Noch ein schneller Zug an der Zigarette, noch ein aufmunterndes Wort des Verteidigers, dann geht der Angeklagte Rafael C. die Treppen zum Gerichtsaal hoch. Im Blitzlichtgewitter der Fotografen bleibt er stehen, die Hände schlaff herunterhängend, den Blick traurig ins Nichts gerichtet. C. sieht aus, als sei ihm bewusst, dass nach diesem Prozess nichts mehr so ist wie zuvor.

Zwei Jahre sind vergangen seit dem schrecklichen Unfall, der das Leben der 17-jährigen Nadine M. beendete und dem Leben der anderen drei Autoinsassen eine tragische Wendung gab.

Die Anklage auf fahrlässige Tötung, die nun im Amtsgericht Bergedorf verlesen wird, hört sich an wie eine Schauergeschichte.
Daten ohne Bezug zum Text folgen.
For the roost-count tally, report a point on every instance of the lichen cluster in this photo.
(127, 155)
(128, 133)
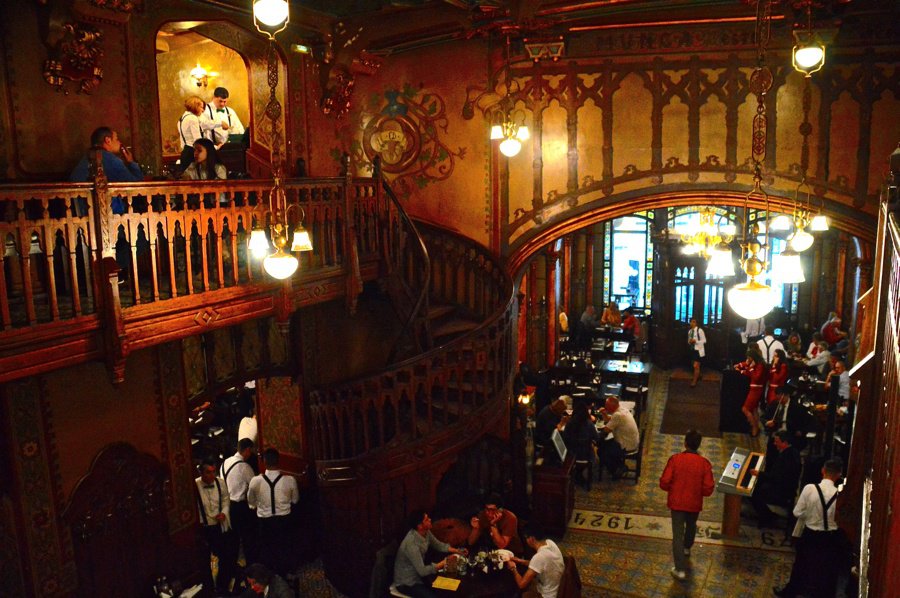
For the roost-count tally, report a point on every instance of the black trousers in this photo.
(243, 521)
(224, 545)
(275, 543)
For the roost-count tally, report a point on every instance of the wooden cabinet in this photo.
(553, 495)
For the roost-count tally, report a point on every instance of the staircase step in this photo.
(437, 311)
(454, 327)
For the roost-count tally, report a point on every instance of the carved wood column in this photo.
(589, 270)
(552, 335)
(566, 275)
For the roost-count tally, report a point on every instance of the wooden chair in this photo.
(636, 456)
(570, 586)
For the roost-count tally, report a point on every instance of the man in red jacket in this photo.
(687, 478)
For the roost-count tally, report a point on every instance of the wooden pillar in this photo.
(566, 275)
(552, 334)
(589, 270)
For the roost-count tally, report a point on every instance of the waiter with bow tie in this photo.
(215, 522)
(219, 111)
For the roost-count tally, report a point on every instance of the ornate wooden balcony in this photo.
(92, 271)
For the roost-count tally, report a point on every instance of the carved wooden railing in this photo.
(382, 443)
(131, 258)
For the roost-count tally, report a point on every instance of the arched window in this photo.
(628, 261)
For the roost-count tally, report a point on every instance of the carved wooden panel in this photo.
(117, 518)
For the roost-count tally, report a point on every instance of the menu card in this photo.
(445, 583)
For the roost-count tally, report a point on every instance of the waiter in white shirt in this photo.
(768, 344)
(219, 111)
(237, 473)
(272, 494)
(214, 510)
(820, 548)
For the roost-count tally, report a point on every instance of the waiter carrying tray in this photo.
(219, 111)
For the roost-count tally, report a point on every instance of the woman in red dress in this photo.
(754, 368)
(777, 375)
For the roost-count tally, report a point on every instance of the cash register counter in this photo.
(735, 483)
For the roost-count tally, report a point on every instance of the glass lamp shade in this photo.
(809, 58)
(271, 12)
(280, 265)
(787, 267)
(720, 261)
(510, 147)
(781, 222)
(751, 300)
(301, 241)
(819, 223)
(801, 240)
(258, 245)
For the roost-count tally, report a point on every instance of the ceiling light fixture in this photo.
(274, 15)
(808, 55)
(508, 124)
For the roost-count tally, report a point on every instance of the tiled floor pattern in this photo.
(614, 561)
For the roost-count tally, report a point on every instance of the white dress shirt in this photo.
(809, 507)
(191, 128)
(699, 338)
(259, 495)
(213, 500)
(767, 347)
(624, 429)
(237, 474)
(226, 114)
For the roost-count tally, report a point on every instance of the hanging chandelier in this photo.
(270, 18)
(808, 54)
(508, 124)
(753, 299)
(711, 242)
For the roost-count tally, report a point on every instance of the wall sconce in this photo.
(200, 76)
(808, 55)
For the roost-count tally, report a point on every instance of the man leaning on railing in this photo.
(118, 164)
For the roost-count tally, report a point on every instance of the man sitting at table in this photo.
(777, 485)
(821, 360)
(546, 566)
(409, 566)
(499, 525)
(630, 325)
(625, 437)
(843, 376)
(547, 420)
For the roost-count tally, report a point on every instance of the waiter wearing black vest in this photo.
(272, 494)
(237, 473)
(214, 510)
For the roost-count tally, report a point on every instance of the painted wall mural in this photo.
(406, 128)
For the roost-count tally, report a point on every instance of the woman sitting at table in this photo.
(794, 346)
(754, 368)
(496, 527)
(777, 375)
(611, 315)
(580, 436)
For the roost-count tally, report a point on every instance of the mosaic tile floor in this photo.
(636, 562)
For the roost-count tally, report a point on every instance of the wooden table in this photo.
(496, 584)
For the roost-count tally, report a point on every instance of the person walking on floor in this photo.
(687, 478)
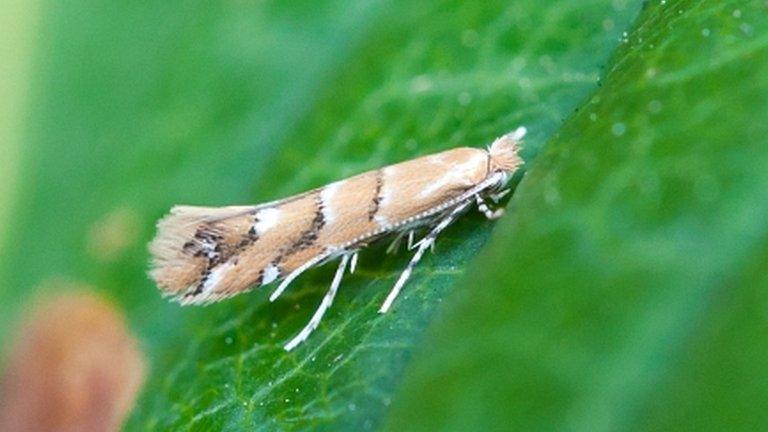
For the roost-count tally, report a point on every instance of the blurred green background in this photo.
(624, 290)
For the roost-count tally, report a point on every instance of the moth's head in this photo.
(504, 152)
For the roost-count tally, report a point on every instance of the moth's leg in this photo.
(324, 305)
(294, 274)
(498, 196)
(392, 248)
(353, 262)
(483, 207)
(421, 247)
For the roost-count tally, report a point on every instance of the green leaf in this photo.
(627, 289)
(635, 224)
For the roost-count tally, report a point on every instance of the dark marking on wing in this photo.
(373, 208)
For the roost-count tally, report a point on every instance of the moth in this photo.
(205, 254)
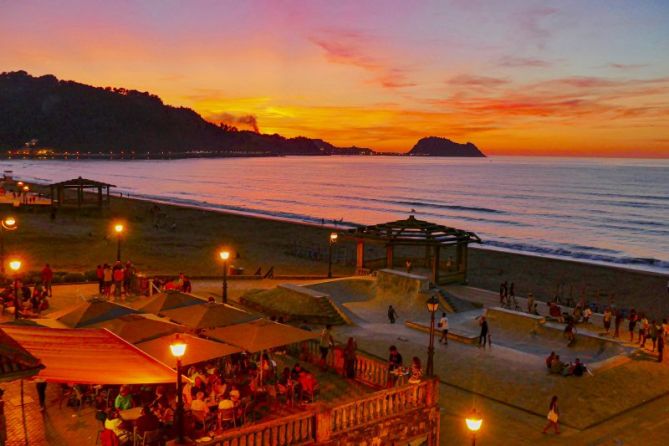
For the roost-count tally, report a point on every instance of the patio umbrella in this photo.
(199, 349)
(169, 300)
(261, 334)
(15, 361)
(92, 312)
(208, 315)
(136, 328)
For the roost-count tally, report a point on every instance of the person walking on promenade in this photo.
(394, 365)
(660, 348)
(100, 274)
(618, 322)
(326, 342)
(502, 293)
(107, 277)
(643, 330)
(631, 324)
(443, 326)
(47, 278)
(483, 336)
(553, 416)
(392, 314)
(530, 302)
(607, 319)
(349, 358)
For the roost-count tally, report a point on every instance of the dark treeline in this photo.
(69, 116)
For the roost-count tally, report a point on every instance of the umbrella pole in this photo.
(23, 416)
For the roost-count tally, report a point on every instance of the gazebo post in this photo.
(435, 264)
(360, 256)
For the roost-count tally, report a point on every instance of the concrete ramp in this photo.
(407, 293)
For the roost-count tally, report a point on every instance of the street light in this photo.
(333, 239)
(118, 228)
(26, 189)
(474, 422)
(225, 255)
(15, 266)
(432, 307)
(8, 224)
(178, 349)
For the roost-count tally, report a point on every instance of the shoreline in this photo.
(304, 220)
(187, 239)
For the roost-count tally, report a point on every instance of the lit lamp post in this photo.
(15, 266)
(333, 240)
(225, 255)
(432, 307)
(26, 189)
(474, 422)
(178, 348)
(8, 224)
(118, 229)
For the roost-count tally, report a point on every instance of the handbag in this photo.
(552, 416)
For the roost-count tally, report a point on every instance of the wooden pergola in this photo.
(413, 232)
(80, 185)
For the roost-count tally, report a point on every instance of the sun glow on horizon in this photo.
(514, 78)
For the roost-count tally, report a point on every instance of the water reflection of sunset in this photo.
(513, 77)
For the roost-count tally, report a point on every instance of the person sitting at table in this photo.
(115, 424)
(123, 400)
(198, 404)
(218, 391)
(416, 371)
(146, 422)
(235, 395)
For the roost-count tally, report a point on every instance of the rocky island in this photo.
(436, 146)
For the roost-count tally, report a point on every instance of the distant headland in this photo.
(44, 117)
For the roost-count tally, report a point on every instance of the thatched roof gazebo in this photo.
(414, 232)
(80, 185)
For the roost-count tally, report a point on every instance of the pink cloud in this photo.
(354, 48)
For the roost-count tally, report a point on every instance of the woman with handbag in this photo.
(553, 415)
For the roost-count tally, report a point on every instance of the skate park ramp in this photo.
(407, 293)
(532, 334)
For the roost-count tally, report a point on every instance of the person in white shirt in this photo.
(443, 326)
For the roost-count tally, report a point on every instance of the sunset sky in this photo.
(514, 77)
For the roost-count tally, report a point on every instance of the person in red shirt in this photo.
(47, 278)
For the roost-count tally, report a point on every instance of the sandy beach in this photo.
(168, 239)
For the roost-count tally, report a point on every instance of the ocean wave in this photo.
(590, 254)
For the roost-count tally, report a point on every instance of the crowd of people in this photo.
(556, 366)
(32, 297)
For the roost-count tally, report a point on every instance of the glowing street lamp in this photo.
(333, 239)
(15, 265)
(474, 422)
(8, 224)
(178, 349)
(225, 255)
(432, 306)
(118, 229)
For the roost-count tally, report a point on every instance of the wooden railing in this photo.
(368, 370)
(379, 405)
(286, 431)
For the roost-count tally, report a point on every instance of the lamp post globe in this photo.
(224, 256)
(15, 266)
(118, 229)
(8, 224)
(332, 240)
(432, 306)
(178, 349)
(474, 422)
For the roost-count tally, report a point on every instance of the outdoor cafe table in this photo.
(130, 414)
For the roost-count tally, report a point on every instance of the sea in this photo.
(610, 211)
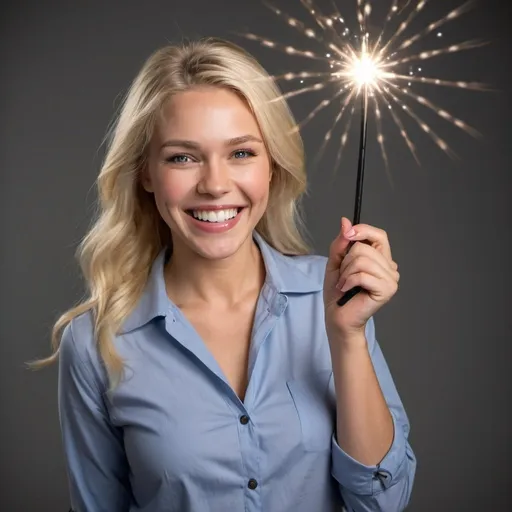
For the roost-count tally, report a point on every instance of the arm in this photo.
(371, 457)
(93, 448)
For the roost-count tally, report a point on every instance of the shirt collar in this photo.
(284, 275)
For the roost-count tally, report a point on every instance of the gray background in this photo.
(446, 334)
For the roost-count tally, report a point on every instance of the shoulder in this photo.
(78, 349)
(312, 265)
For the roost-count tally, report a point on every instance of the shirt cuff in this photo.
(368, 480)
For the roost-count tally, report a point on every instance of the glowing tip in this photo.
(365, 70)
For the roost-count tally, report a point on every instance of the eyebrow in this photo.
(190, 144)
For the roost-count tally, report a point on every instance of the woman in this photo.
(211, 368)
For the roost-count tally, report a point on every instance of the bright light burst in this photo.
(385, 68)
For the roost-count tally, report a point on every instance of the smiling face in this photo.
(209, 171)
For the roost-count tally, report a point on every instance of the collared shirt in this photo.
(175, 437)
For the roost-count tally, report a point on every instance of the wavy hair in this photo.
(117, 253)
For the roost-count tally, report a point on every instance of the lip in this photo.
(216, 227)
(214, 207)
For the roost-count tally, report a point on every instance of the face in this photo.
(209, 171)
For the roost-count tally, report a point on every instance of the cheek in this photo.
(256, 185)
(172, 189)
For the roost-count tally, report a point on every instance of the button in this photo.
(252, 484)
(383, 476)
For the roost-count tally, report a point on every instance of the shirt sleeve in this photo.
(387, 486)
(93, 448)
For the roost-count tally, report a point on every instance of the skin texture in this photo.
(212, 173)
(219, 276)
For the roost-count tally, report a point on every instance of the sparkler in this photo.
(369, 68)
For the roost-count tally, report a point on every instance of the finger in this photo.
(371, 284)
(369, 266)
(376, 236)
(339, 246)
(361, 249)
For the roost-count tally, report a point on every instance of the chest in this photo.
(227, 335)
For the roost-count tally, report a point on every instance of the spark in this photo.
(358, 61)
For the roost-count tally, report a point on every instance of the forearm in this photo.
(364, 424)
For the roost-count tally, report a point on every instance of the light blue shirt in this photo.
(175, 437)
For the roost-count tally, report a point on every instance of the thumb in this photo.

Rafael C., heute 34 Jahre, damals Angestellter im polizeilichen Dienst, und sein zehn Jahre jüngerer Freund Björn A. trafen sich Anfang März 2007, um einen feuchtfröhlichen Abend in C.s Wohnung zu verbringen. A. hatte zwei junge Mädchen, Nadine und Sabrina, im Chat kennengelernt und sie eingeladen, sich dazuzugesellen. So saß man bald zu viert um einen Tisch, unterhielt sich, und die Männer tranken Whiskey.

Es wurde spät und später, der Morgen brach schon an, da verließen alle vier gemeinsam das Haus: Die Mädchen wollten mit der S-Bahn nach Hause fahren, die Männer sie mit dem Auto zur Station bringen. Der Angeklagte wird später sagen: "Ich Idiot hab mich überreden lassen zu fahren. Eigentlich hätte ich gar keinen Grund gehabt, ich war doch schon zu Hause." Er hat es aber doch getan, setzte sich ins Auto und entschied am S-Bahnhof, nun auch die 20 Kilometer bis nach Bergedorf noch zu fahren.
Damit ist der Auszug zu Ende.